Paul Rossini, chief executive and cofounder of digital legacy platform AssetPass believes young people are becoming much more financially savvy than previous generations. “The pandemic and the current cost-of-living crisis have unfortunately shown young people the importance of planning if the worst should happen,” he says. “Social media platforms, like TikTok, have also shown them the importance of investing and having more than one stream of income for financial security.”

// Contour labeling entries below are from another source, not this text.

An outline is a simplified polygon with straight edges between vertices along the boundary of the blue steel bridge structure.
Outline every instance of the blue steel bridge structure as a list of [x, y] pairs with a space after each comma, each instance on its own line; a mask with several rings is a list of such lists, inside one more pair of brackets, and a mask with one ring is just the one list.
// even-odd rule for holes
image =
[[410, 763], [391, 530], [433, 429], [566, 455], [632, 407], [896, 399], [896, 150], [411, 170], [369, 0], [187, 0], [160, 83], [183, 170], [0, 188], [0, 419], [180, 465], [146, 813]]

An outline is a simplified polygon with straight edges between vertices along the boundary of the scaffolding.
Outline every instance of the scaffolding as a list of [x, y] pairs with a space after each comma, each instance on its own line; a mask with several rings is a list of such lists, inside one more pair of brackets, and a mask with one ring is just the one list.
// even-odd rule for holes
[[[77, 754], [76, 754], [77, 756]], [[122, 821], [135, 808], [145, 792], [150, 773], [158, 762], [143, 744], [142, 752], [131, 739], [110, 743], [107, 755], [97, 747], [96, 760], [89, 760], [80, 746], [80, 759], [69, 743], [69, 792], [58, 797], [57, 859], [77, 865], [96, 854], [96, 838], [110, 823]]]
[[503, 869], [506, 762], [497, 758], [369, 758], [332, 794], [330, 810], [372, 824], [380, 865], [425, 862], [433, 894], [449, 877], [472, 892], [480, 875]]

This is a point taken up by Hazell. He points out that digital platforms, online forums and financial apps can help fill the gap in formal financial education. He has also seen how open conversations about money a home means young people are less likely to see money as a taboo topic – and exposure in the real world can complement the theory they might pick up online or at school.
Reliable sources
For Hazell, the problem is that not all financial conversations children are having at home are equal. “While some kids might be receiving nuanced insights into saving, investing, and even retirement planning, others might be hearing outdated or misleading advice,” he says.
The same could be said of online resources – with a lot of misinformation online, there are dangers with young people turning to social media platforms for financial education and guidance. This is why some commentators believe schools and educational institutions need to play a significant role in providing young people with a financial education – to provide a reliable source of financial information.
“By teaching students about the importance of budgeting, saving, and understanding the implications of taxes, educational institutions can empower young individuals to make informed financial decisions and set themselves up for a secure and prosperous future,” says Sam Dallow, co-founder of tax consultancy Counting King. “Partnerships between schools and financial institutions can also be beneficial in providing resources and expertise to enhance financial education programs.”